- 530 Union Mill Road Mount Laurel, NJ 08054

Information
- Type: Private school
- Motto: Distinctly Different by Design
- Established: 1988
- NCES School ID: 00868597
- Administrator: Ronald Hamilton
- Faculty: 9.0 FTEs
- Grades: K–12
- Enrollment: 43 (as of 2013-14, plus 3 in PreK)
- Student to teacher ratio: 4.8:1
- Colors: Blue and white
- Website: hca.heritageministries.com

= Heritage Christian Academy (New Jersey) =

Heritage Christian Academy (HCA) is a private Christian school located in Mount Laurel, New Jersey, United States. Heritage Christian Academy opened in 1988 as a ministry of Heritage Baptist Church under the leadership of its founder, Darrell W. Smith. Heritage Christian Academy is a member of the Garden State Association of Christian Schools (GSACS) and the American Association of Christian Schools (AACS). The goal of Heritage Christian Academy is to train students in truth and righteousness leading the students toward Christ-likeness and to uphold the Christian family.

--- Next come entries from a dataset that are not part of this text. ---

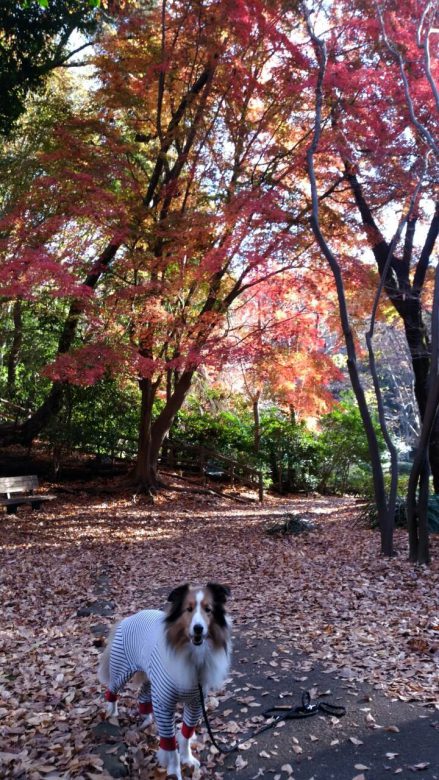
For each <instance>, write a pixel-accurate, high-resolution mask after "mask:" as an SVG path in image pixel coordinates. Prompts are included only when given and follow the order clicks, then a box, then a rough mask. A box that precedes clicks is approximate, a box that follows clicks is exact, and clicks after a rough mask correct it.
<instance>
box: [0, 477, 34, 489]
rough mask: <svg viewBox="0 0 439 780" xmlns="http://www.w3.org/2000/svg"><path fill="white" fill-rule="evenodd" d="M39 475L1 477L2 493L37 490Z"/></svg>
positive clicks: (0, 478) (0, 479)
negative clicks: (30, 490)
mask: <svg viewBox="0 0 439 780" xmlns="http://www.w3.org/2000/svg"><path fill="white" fill-rule="evenodd" d="M37 487H38V477H36V476H35V475H34V474H33V475H31V476H29V477H0V493H24V492H25V491H26V490H36V488H37Z"/></svg>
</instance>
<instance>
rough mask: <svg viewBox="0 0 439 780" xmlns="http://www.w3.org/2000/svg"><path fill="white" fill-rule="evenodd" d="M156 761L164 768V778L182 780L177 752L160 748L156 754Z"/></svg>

As of the 2013-14 school year, the school had an enrollment of 43 students (plus 3 in PreK) and 9.0 classroom teachers (on an FTE basis), for a student–teacher ratio of 4.8:1. The school's enrollment was 41.9% White, 30.2% Black, 4.7% Hispanic, 16.3% Asian and 7.0% two or more races.

==Athletics==
Students in grades seven through twelve have the opportunity to participate in the sports program at Heritage Christian Academy. Heritage Christian Academy offers soccer and basketball for boys and volleyball for girls. Basketball for girls will be included in the future.

==Academics==
Heritage Christian Academy uses the curriculum developed by Bob Jones University Press. The kindergarten students take Bible, math, phonics, and music. The first through sixth grade students take classes in Bible, science, heritage studies, math, and phonics (for first grade only), English, reading, handwriting, spelling, and music. The seventh through twelfth grade students take Bible, science, heritage studies, mathematics, writing, grammar, literature, vocabulary, and foreign language. Each class has its own webpage.